(Bloomberg) -- A jailed trader accused of manipulating the Mango Markets cryptocurrency exchange to steal $110 million was actually executing perfectly legal, high-risk trades and had no intent to defraud anyone, his lawyer told jurors at the start of a criminal trial in New York.

Prosecutors accuse Avraham Eisenberg of manipulating Mango Markets futures contracts on Oct. 11, 2022 — when he boosted the price of swaps by 1,300% in 20 minutes — and then “borrowed” against those inflated contracts using anonymous accounts before fleeing the country. The government claims Eisenberg stole the money.  

But defense lawyer Sanford Talkin argued on Tuesday that his client had simply been participating in a part of the crypto world with different rules from those in traditional finance. Like other Mango Market traders, Eisenberg wasn’t required to reveal personal information, show his creditworthiness or state an intent to repay any loans, the lawyer said. He risked $13 million in executing his strategy, Talkin said. 

“They were operating in a sector of cryptocurrency that’s high risk,” Talkin said. “People go in with their eyes open and they know they can do it because they can get a large return in a short amount of time. Sometimes astronomical.” Within that world, Talkin said, “Avi Eisenberg executed a successful, legal trading strategy.” 

Decentralized

Mango Markets is run by smart contracts and overseen by a decentralized autonomous organization, or DAO, that lets people borrow, lend and trade cryptocurrencies. The theft alleged by prosecutors is one of the largest in criminal cases involving a DAO and apparently will be the first time a US criminal jury will weigh what type of “DeFi” transactions are legal. 

Eisenberg is accused of commodities fraud, commodities manipulation and wire fraud. The US alleges Eisenberg deceptively used two anonymous accounts at Mango Markets to buy and sell himself futures contracts. Those contracts were based on the relative value of Mango’s token, known as MNGO, and a stablecoin called USDC.
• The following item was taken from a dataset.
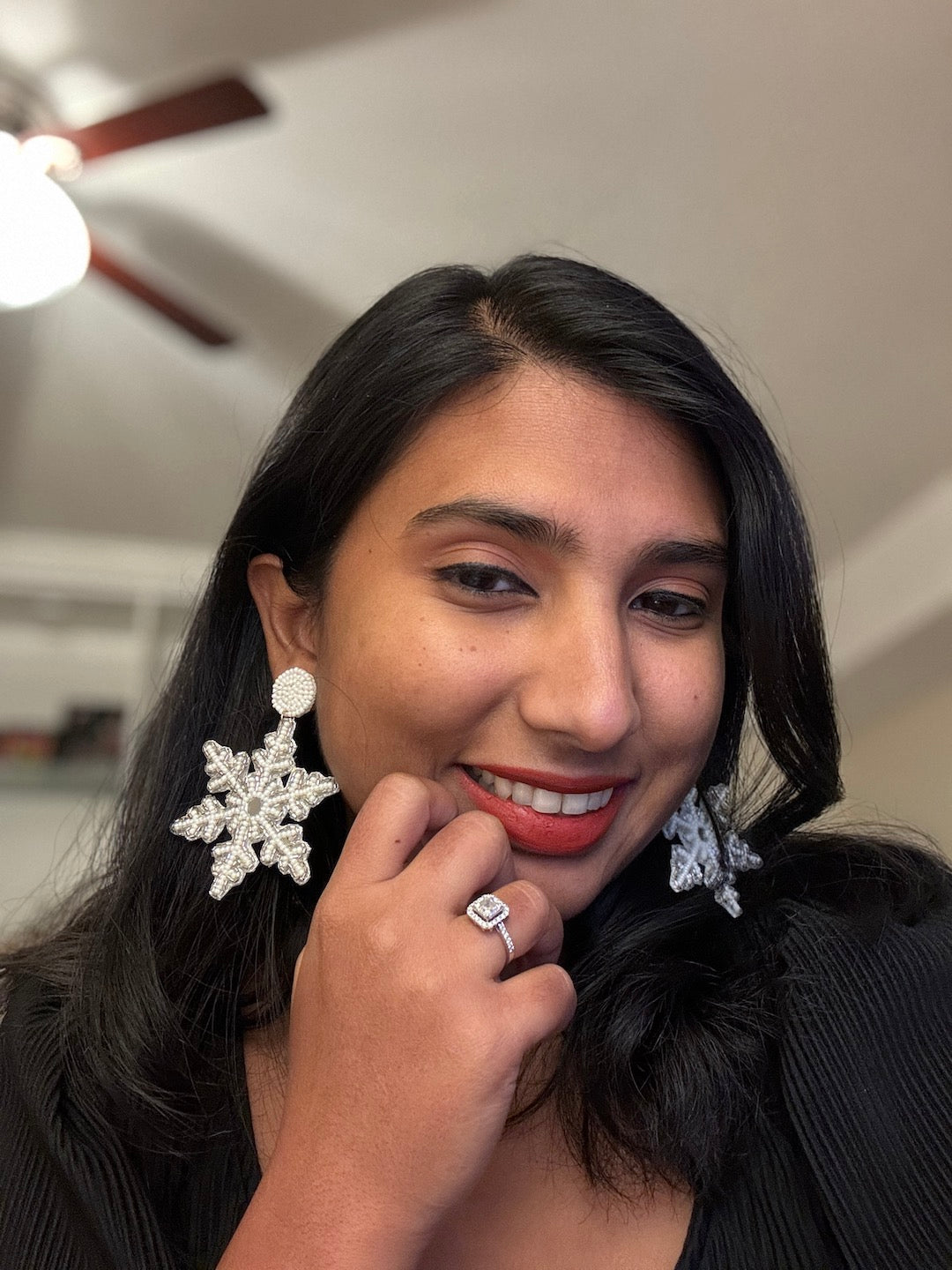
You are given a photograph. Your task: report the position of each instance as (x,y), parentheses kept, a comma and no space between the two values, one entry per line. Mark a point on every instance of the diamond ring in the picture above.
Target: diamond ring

The MNGO token is not a commodity under the law, and the smart contract “totally excludes the intent of the borrower to repay the loans,” Talkin told jurors. “The government is basing their case on an obligation that doesn’t exist.” 

‘Created to Con’

In her outline of the case, prosecutor Tian Huang likened Eisenberg’s actions to a con artist who sells someone cheap plastic jewelry and passes it off as an authentic diamond ring. 

“He used an asset with a big and artificial value he had created to con Mango Markets into convincing them to borrow over $110 million of cryptocurrency,” Huang said. “He wasn’t really borrowing. He was stealing. Avraham Eisenberg ran off with the crypto. And when the defendant did this he committed fraud and market manipulation.”

She said Eisenberg found his target in Mango Markets, “pumped” the value of the MNGO token, executed his con by using an account in the name of a Ukrainian woman, and fled the US within a day. He soon agreed to repay $67 million to the Mango DAO in exchange for it not pursuing any criminal investigation against him, Huang said. 

“The defendant thought he had it made, that he had bought himself out of trouble, that he had gotten away with it,” the prosecutor said. 

Eisenberg, who was living in Puerto Rico, flew to Israel the next day. He was arrested in late December 2022 as he flew back to Puerto Rico. He’s been in custody since then, after prosecutors argued he was a risk of flight. 

The trial is expected to take two weeks. The jury includes a Millennium Partners employee who formerly worked at Goldman Sachs Group Inc.; a chief investment officer of a family office; a Broadway performer and choreographer; and a line producer for films and television.

The criminal case is US v. Eisenberg, 23-cr-00010, US District Court, Southern District of New York (Manhattan).